I've never owned a Honda. But my single-stage Toro machines have all been good, and their 2-stages have a good reputation. So if looking for a machine, those are the brands I'd prefer to go with. It doesn't make Craftsman, MTD, Cub Cadet, etc, bad, but they wouldn't be my first choice. 

Good luck in your search! Anything that's reliable will be much better than shoveling, regardless of brand, or how shiny it is.


----------



## orangputeh (Nov 24, 2016)

~smokey~ said:


> Thanks for the welcome and advice, I'm in the southern Okanagan of British Columbia, the snow we get here is what I would call high maintenance in that it needs shoveling before you even walk on it cause everywhere you step turns to ice, in the 20 years we've lived here I've shoveled 16" of snow off the roof at least half a dozen times. below 0°C it's light powder and you need to get on it before it warms up and gets heavy, this last week it snowed for 4 days I couldn't keep up even after shoveling for 18 hours straight. such a PITA ! my driveway I want the snowblower for is 80' x 16'


now armed with info. heavy duty Ariens or Honda. Craftsman will be more trouble than it's worth.

just my 2 cents


----------



## Shovel (Mar 26, 2019)

I looked at some prices in Canada while ago... Both new and used.. Outrageous compared to the USA.
I wasn't finding many used in your area on Craigslist either.
I may be missing a conversion .. maybe it's giving Canadian dollars which are way different.
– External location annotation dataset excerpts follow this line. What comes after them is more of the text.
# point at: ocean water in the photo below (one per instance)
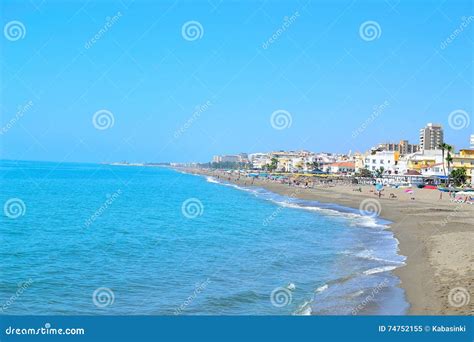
(90, 239)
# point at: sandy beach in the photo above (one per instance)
(436, 236)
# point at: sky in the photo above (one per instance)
(156, 81)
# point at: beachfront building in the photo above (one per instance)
(388, 160)
(345, 168)
(431, 137)
(226, 159)
(426, 162)
(465, 158)
(259, 160)
(403, 147)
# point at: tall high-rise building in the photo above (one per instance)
(431, 137)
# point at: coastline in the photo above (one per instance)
(435, 235)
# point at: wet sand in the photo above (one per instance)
(436, 235)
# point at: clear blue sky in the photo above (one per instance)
(150, 78)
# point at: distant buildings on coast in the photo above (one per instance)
(429, 158)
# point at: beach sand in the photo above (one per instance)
(436, 235)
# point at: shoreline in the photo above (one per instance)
(435, 235)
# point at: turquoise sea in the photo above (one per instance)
(91, 239)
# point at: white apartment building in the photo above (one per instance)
(386, 159)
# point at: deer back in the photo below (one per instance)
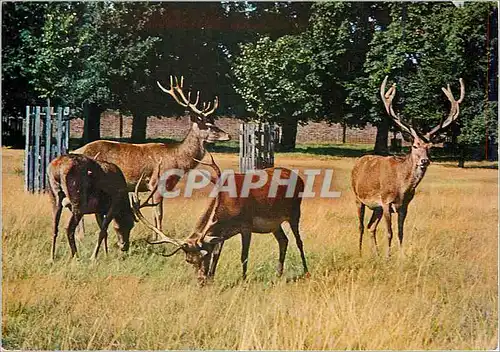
(383, 179)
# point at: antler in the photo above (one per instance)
(136, 206)
(454, 109)
(186, 102)
(213, 165)
(387, 99)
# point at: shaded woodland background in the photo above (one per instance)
(288, 63)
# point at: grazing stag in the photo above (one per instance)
(227, 216)
(137, 159)
(88, 186)
(386, 184)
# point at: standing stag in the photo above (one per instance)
(386, 184)
(88, 186)
(137, 159)
(227, 216)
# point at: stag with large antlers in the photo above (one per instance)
(137, 159)
(87, 186)
(227, 216)
(386, 184)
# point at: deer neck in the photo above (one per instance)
(192, 147)
(413, 172)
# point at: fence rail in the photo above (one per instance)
(47, 136)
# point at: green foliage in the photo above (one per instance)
(80, 52)
(275, 79)
(438, 44)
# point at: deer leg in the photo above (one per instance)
(103, 232)
(70, 231)
(215, 258)
(401, 222)
(387, 217)
(56, 212)
(100, 221)
(280, 236)
(246, 237)
(372, 227)
(295, 229)
(80, 229)
(361, 217)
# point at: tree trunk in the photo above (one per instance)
(92, 122)
(288, 135)
(139, 124)
(462, 151)
(382, 138)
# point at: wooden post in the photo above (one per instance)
(36, 153)
(59, 131)
(48, 143)
(121, 124)
(256, 146)
(66, 135)
(27, 145)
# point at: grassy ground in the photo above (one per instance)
(442, 295)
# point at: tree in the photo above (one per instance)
(424, 47)
(276, 80)
(315, 67)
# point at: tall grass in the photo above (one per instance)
(441, 295)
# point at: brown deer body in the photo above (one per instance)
(88, 186)
(136, 159)
(386, 184)
(228, 216)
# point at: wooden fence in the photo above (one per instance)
(257, 142)
(47, 136)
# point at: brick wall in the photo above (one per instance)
(176, 128)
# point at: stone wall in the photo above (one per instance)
(176, 128)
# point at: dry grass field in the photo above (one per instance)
(441, 295)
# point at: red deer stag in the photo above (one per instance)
(136, 159)
(227, 216)
(386, 184)
(87, 186)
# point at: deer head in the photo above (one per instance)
(422, 143)
(200, 243)
(203, 124)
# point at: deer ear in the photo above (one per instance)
(213, 239)
(203, 252)
(195, 118)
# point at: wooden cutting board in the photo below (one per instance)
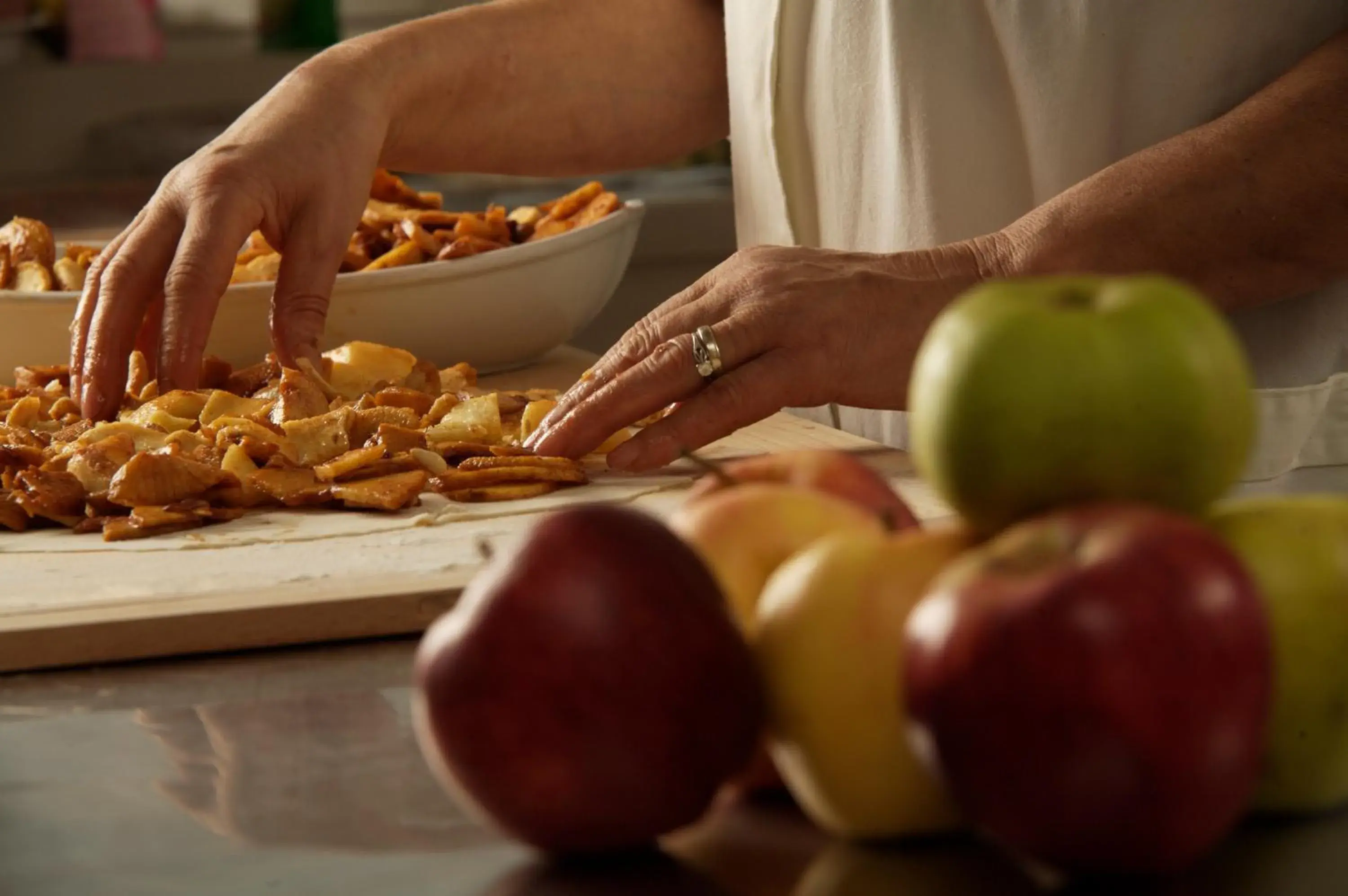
(150, 605)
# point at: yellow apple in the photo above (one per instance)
(1296, 547)
(746, 532)
(829, 644)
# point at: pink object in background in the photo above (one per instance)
(106, 30)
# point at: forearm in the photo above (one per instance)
(1251, 208)
(549, 87)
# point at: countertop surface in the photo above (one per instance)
(297, 772)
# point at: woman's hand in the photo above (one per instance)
(297, 166)
(797, 328)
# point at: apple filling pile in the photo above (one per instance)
(371, 430)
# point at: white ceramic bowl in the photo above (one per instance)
(499, 310)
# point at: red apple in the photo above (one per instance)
(838, 473)
(1095, 688)
(590, 692)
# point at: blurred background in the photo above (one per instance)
(103, 98)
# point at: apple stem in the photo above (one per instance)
(711, 466)
(486, 550)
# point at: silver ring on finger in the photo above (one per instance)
(707, 354)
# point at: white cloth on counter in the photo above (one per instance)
(883, 126)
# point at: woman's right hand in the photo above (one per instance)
(297, 166)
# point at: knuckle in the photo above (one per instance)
(186, 277)
(120, 273)
(641, 343)
(302, 306)
(730, 395)
(211, 180)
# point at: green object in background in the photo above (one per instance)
(298, 25)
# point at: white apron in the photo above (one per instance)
(882, 126)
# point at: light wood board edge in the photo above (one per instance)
(281, 616)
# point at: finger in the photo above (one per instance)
(310, 259)
(88, 301)
(197, 278)
(666, 375)
(147, 342)
(677, 316)
(747, 395)
(129, 284)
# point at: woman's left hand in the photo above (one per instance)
(796, 328)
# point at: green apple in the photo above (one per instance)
(829, 644)
(1296, 547)
(1034, 394)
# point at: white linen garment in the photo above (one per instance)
(883, 126)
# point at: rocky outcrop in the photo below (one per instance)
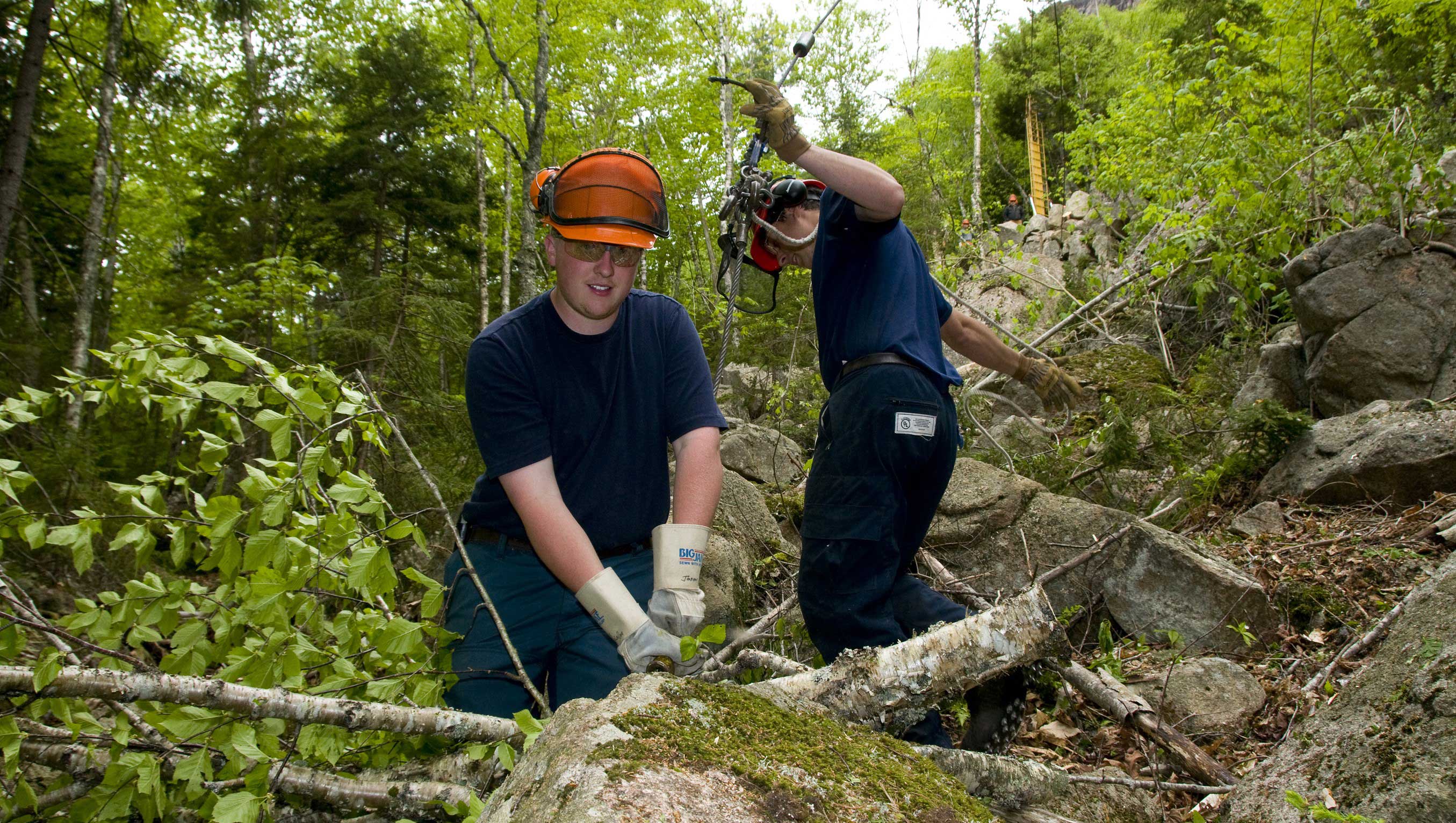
(1280, 375)
(1209, 695)
(1378, 319)
(1398, 452)
(1263, 519)
(1001, 529)
(762, 455)
(1387, 745)
(666, 749)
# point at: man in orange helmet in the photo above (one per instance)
(889, 433)
(573, 398)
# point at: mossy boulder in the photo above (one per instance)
(667, 749)
(1125, 372)
(1385, 743)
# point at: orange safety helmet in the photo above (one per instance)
(608, 196)
(784, 193)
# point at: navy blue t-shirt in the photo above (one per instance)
(873, 292)
(603, 407)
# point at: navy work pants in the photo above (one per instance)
(877, 477)
(561, 647)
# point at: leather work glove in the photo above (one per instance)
(1056, 388)
(776, 117)
(640, 641)
(677, 559)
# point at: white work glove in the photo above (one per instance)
(640, 641)
(677, 559)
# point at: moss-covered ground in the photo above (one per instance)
(807, 767)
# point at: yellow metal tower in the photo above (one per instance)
(1036, 158)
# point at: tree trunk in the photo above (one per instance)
(23, 114)
(93, 239)
(132, 686)
(482, 213)
(976, 142)
(108, 276)
(31, 370)
(506, 229)
(891, 688)
(725, 110)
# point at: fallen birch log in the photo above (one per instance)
(1002, 781)
(891, 688)
(132, 686)
(91, 764)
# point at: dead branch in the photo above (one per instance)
(21, 600)
(1151, 785)
(753, 659)
(1094, 549)
(1354, 649)
(891, 688)
(132, 686)
(755, 633)
(1132, 710)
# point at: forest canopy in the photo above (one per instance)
(245, 247)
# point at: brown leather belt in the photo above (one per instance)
(482, 535)
(878, 359)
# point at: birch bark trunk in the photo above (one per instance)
(482, 213)
(93, 241)
(891, 688)
(132, 686)
(23, 114)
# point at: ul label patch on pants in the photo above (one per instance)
(921, 424)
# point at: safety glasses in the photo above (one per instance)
(592, 251)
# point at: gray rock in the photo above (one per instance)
(1005, 529)
(1078, 253)
(727, 582)
(666, 749)
(1078, 206)
(763, 455)
(1387, 745)
(743, 514)
(1448, 165)
(1264, 519)
(1398, 452)
(1209, 695)
(1056, 216)
(1378, 321)
(1015, 434)
(1006, 288)
(1280, 375)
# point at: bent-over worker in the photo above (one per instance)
(889, 433)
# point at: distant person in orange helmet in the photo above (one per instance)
(1012, 212)
(573, 398)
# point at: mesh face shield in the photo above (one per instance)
(610, 196)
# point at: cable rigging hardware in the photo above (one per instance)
(739, 214)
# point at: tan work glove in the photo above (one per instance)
(1056, 388)
(776, 116)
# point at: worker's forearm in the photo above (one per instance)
(700, 478)
(563, 545)
(861, 181)
(975, 340)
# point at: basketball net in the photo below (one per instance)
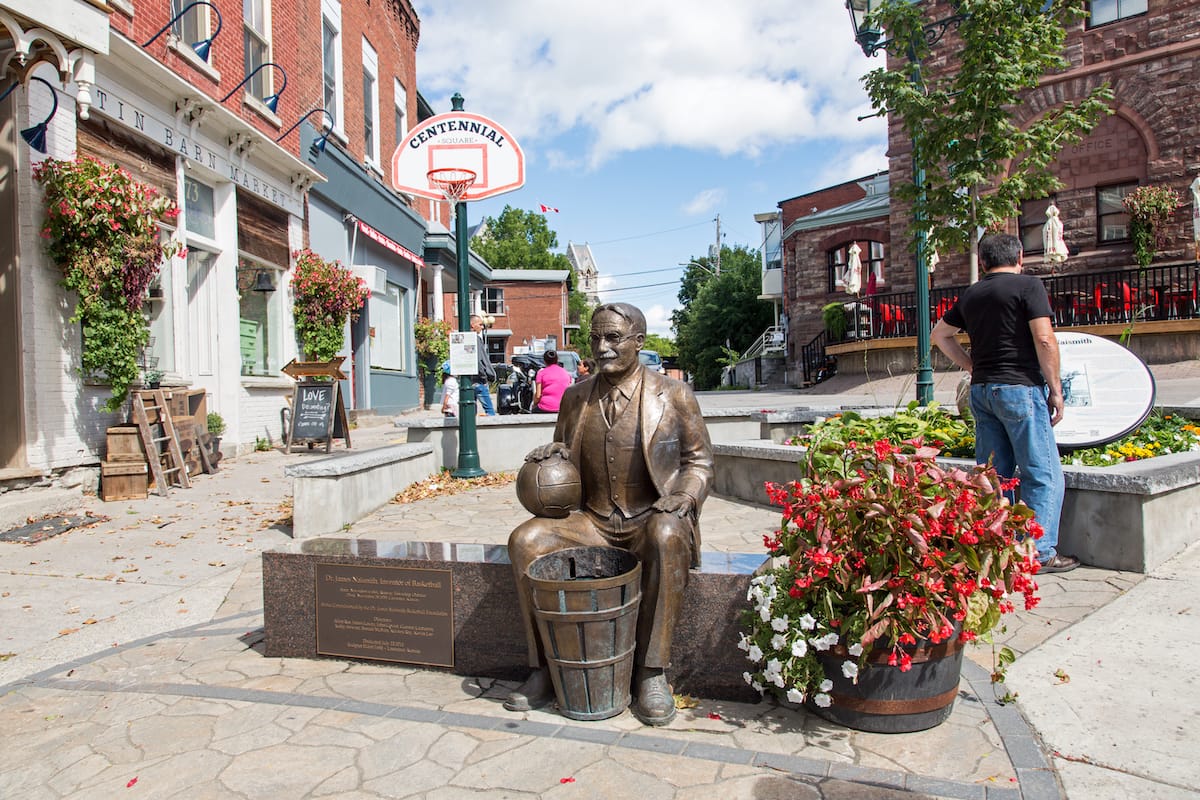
(453, 181)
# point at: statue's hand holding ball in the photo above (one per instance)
(549, 485)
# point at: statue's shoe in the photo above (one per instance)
(654, 705)
(534, 693)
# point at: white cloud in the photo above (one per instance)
(630, 74)
(658, 320)
(703, 202)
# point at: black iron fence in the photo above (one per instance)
(1167, 292)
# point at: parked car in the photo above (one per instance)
(652, 359)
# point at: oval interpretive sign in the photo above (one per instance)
(1108, 391)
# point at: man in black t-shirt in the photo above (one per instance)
(1015, 391)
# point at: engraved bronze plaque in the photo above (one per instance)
(385, 613)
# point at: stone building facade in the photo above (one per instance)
(1149, 54)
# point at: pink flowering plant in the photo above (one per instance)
(1150, 214)
(325, 294)
(102, 229)
(882, 549)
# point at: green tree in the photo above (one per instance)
(984, 163)
(522, 240)
(723, 313)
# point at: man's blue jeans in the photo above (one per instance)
(1013, 428)
(485, 398)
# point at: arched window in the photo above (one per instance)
(873, 254)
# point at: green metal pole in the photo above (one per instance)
(924, 366)
(468, 446)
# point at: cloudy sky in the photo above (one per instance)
(642, 121)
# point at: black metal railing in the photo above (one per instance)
(813, 356)
(1167, 292)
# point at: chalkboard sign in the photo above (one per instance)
(317, 414)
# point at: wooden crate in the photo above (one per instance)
(124, 480)
(124, 444)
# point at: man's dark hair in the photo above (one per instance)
(633, 314)
(999, 250)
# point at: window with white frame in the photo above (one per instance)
(387, 313)
(331, 59)
(400, 98)
(191, 25)
(257, 28)
(493, 300)
(261, 317)
(370, 104)
(1107, 11)
(199, 223)
(160, 311)
(1111, 217)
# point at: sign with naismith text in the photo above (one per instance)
(385, 613)
(1108, 391)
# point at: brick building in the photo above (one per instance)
(1147, 50)
(528, 306)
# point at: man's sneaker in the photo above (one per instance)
(1060, 564)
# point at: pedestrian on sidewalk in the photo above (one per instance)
(1015, 390)
(486, 373)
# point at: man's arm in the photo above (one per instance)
(943, 336)
(1048, 360)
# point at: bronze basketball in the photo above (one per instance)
(550, 487)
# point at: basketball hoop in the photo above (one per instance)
(453, 181)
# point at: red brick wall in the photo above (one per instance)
(533, 311)
(1152, 62)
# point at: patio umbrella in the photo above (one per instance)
(855, 270)
(1195, 215)
(1053, 244)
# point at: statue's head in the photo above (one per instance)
(618, 332)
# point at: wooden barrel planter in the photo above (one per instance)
(888, 701)
(585, 600)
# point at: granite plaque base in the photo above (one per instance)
(487, 636)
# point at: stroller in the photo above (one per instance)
(515, 395)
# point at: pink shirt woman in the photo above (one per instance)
(550, 384)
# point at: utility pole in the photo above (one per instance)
(718, 258)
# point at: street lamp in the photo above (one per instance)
(869, 35)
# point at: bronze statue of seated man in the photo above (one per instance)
(646, 465)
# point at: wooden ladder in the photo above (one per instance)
(163, 453)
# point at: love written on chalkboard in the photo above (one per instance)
(317, 415)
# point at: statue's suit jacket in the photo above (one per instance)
(675, 439)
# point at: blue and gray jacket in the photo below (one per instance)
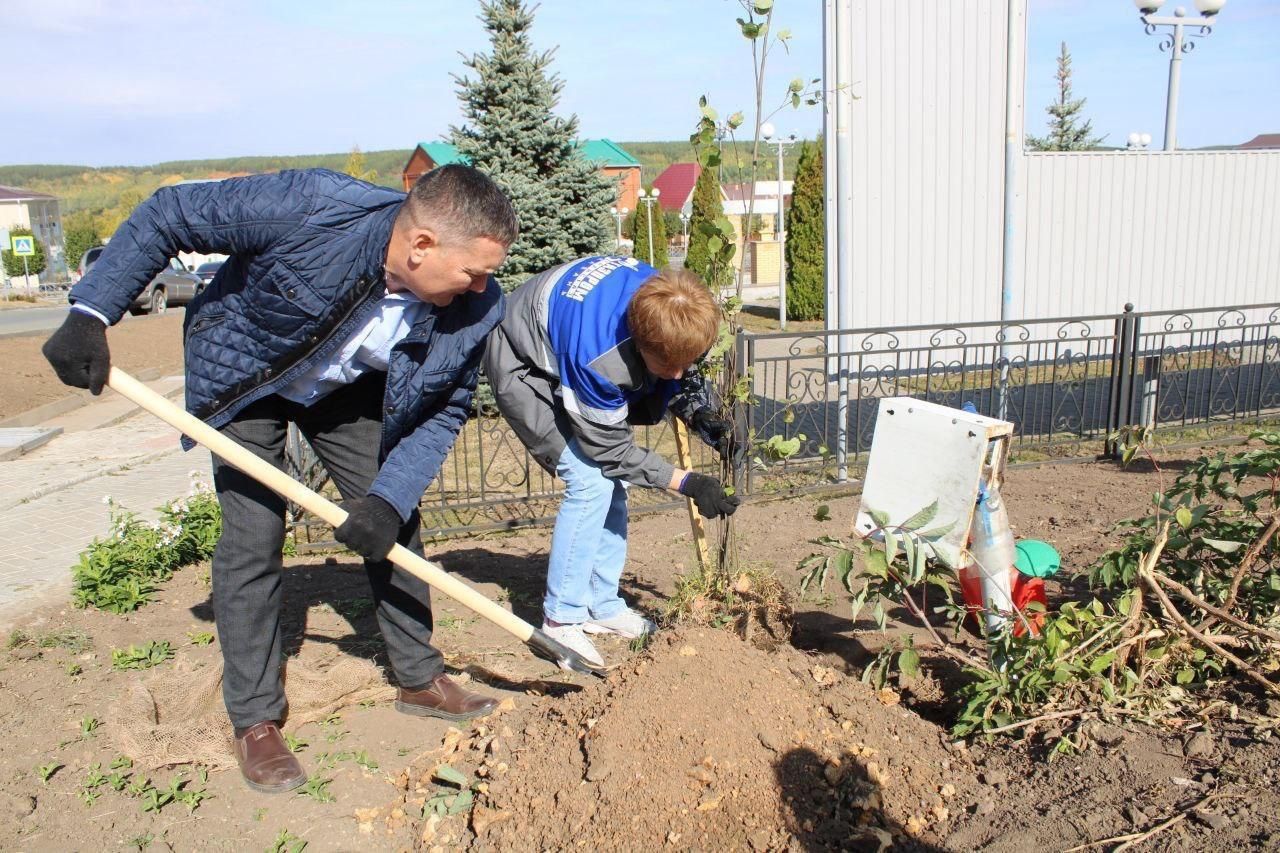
(305, 272)
(563, 365)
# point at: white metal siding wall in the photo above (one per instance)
(1161, 231)
(1093, 229)
(928, 160)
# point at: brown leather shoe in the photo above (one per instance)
(265, 760)
(443, 698)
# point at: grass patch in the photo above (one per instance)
(120, 573)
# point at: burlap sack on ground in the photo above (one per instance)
(178, 716)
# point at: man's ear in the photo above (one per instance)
(421, 241)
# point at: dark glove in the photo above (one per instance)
(708, 495)
(717, 432)
(78, 351)
(370, 528)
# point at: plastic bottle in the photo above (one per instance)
(993, 551)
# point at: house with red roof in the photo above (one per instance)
(676, 186)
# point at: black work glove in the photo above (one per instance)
(78, 351)
(717, 432)
(708, 495)
(370, 528)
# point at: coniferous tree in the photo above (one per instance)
(707, 208)
(80, 236)
(1064, 133)
(640, 228)
(805, 224)
(512, 135)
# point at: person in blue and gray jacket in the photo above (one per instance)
(588, 350)
(356, 313)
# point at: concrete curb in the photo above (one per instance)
(40, 414)
(85, 478)
(44, 437)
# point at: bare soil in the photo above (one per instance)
(136, 343)
(696, 742)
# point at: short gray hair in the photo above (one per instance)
(464, 203)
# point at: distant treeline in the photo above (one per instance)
(106, 194)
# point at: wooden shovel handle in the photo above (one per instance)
(291, 489)
(695, 519)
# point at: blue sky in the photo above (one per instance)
(133, 82)
(1230, 81)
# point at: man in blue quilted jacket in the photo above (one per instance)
(356, 313)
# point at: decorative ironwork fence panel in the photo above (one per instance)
(1060, 379)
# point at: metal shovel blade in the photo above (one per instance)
(562, 656)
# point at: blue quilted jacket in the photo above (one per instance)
(305, 270)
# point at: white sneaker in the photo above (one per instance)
(572, 637)
(627, 624)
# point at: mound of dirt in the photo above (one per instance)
(707, 742)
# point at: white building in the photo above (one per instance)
(40, 213)
(920, 87)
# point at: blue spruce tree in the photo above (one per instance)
(512, 135)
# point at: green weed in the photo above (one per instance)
(141, 657)
(287, 843)
(120, 573)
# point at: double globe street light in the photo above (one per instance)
(767, 133)
(1176, 45)
(649, 200)
(618, 215)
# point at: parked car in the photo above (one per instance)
(206, 270)
(176, 284)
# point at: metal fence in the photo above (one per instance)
(1059, 379)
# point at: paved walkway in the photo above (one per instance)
(51, 500)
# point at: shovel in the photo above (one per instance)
(291, 489)
(695, 519)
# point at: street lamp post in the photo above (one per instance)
(649, 200)
(618, 215)
(1176, 46)
(781, 142)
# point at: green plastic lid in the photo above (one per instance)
(1037, 559)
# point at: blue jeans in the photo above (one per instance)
(589, 544)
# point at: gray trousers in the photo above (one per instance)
(344, 429)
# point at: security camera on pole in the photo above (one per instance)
(1174, 44)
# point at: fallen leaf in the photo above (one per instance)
(483, 819)
(430, 828)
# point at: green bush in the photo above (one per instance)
(16, 265)
(120, 573)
Sent from my LM-Q710.FG using Tapatalk


----------



## ~smokey~ (Feb 14, 2020)

Shovel said:


> The engines on these newer (after Tecumseh sold) machines start effortlessly and run great...The norm is one pull.
> Fancy chute controls...better tires..lights.. heated grips.. quieter.. Cadillacs compared to the older machines.
> 
> 
> ...


Personally I think I'll avoid trying anything new for fear of being spoiled beyond any common sense :blowerhug:


----------



## ~smokey~ (Feb 14, 2020)

RedOctobyr said:


> Welcome ~smokey~! Now understanding that you're in Canada, that "shifts" the pricing a bit. I assumed you were in the US, as many of us are. So $300 CAD is about $225 USD.
> 
> Just echoing what others said. *Any* functioning snowblower sure beats the heck out of a shovel!! But I suspect there's nothing particularly unique about the Craftsman you got to try. If shopping around, I *am* biased towards Ariens, Toro, and Honda.
> 
> ...


Thanks Red, it's great to be armed with so much good information early in the hunt, I'll admit I have a soft spot for that Craftsman for various reasons, I really liked the controls the way they wrapped around the handlebar so you can hold them both down leaving your left hand free to turn the chute, but that's a simple mod you could make to any machine, it's been mentioned the Craftsman could be more trouble than it's worth and I'd rather not regret diving into those issues, also I'm pretty sure the Craftsman didn't have a differential so that would be great on the Ariens.


----------



## crazzywolfie (Jun 2, 2014)

never hurts to shop around. check kijiji or even facebook. we have been having a pretty mild winter around here so a lot of snowblowers have been just sitting on the market. heck i scored a pretty good condition mtd blower a month or so ago for $20. had to spend $2 on new muffler bolts and spend a couple minutes cleaning the 1 tire to re-seat the bead but seems like a good machine. other than that i don't see why it shouldn't have been a $150+ machine with how clean it was. heck could have probably go $100 for it as it was but the guy only posted a pic of the model number and said it needed work lol. if he posted pic of the machine he would have likely had it sold in a heart beat and would have had people offering him more than his $25 asking price


----------



## RedOctobyr (Mar 2, 2014)

~smokey~ said:


> I'll admit I have a soft spot for that Craftsman for various reasons, I really liked the controls the way they wrapped around the handlebar so you can hold them both down leaving your left hand free to turn the chute, but that's a simple mod you could make to any machine.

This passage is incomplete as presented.